As Maarten Schmidt reminisced in 1988, “This had, I believe, a profound impact on the conduct of those practicing astronomy. Before the 1960s, there was much authoritarianism in the field. New ideas expressed at meetings would be instantly judged by senior astronomers and rejected if too far out.” We saw a good example of this in the trouble Chandrasekhar had in finding acceptance for his ideas about the death of stars with cores greater than 1.4 MSun (see the feature box on Subrahmanyan Chandrasekhar).
“The discoveries of the 1960s,” Schmidt continued, “were an embarrassment, in the sense that they were totally unexpected and could not be evaluated immediately. In reaction to these developments, an attitude has evolved where even outlandish ideas in astronomy are taken seriously. Given our lack of solid knowledge in extragalactic astronomy, this is probably to be preferred over authoritarianism.”1
That is not to say that astronomers (being human) don’t continue to have prejudices and preferences. For example, a small group of astronomers who thought that the redshifts of quasars were not connected with their distances (which was definitely a minority opinion) often felt excluded from meetings or from access to telescopes in the 1960s and 1970s. It’s not so clear that they actually were excluded, as much as that they felt the very difficult pressure of knowing that most of their colleagues strongly disagreed with them. As it turned out, the evidence—which must ultimately decide all scientific questions—was not on their side either.
But today, as better instruments bring solutions to some problems and starkly illuminate our ignorance about others, the entire field of astronomy seems more open to discussing unusual ideas. Of course, before any hypotheses become accepted, they must be tested—again and again—against the evidence that nature itself reveals. Still, the many strange proposals published about what dark matter might be (see The Evolution and Distribution of Galaxies) attest to the new openness that Schmidt described.
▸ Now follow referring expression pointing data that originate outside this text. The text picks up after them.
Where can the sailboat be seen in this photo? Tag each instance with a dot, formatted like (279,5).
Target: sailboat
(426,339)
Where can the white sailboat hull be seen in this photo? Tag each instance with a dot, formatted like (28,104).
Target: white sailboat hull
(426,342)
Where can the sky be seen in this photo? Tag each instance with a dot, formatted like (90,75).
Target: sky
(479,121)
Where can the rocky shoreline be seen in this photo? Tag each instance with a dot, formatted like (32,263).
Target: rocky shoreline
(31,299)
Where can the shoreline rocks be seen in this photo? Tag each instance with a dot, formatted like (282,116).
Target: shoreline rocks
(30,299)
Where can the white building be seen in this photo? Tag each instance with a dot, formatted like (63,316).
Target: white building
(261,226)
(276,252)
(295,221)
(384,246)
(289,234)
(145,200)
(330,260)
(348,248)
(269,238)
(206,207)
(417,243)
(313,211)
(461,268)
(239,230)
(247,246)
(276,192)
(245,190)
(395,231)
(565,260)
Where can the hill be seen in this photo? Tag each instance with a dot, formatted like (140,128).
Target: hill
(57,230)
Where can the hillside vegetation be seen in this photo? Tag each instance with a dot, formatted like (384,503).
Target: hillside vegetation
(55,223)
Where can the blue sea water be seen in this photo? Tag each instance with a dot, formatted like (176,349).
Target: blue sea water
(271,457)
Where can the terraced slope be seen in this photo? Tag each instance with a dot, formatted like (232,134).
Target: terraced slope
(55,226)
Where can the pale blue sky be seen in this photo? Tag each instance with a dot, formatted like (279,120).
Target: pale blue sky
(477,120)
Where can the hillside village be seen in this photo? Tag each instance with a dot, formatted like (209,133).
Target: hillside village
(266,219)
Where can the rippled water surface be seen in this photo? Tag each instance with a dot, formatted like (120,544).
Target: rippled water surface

With this black hole model, we have come a long way toward understanding the quasars and active galaxies that seemed very mysterious only a few decades ago. As often happens in astronomy, a combination of better instruments (making better observations) and improved theoretical models enabled us to make significant progress on a puzzling aspect of the cosmos.
- 1 M. Schmidt, “The Discovery of Quasars,” in Modern Cosmology in Retrospect, ed. B. Bertotti et al. (Cambridge University Press, 1990).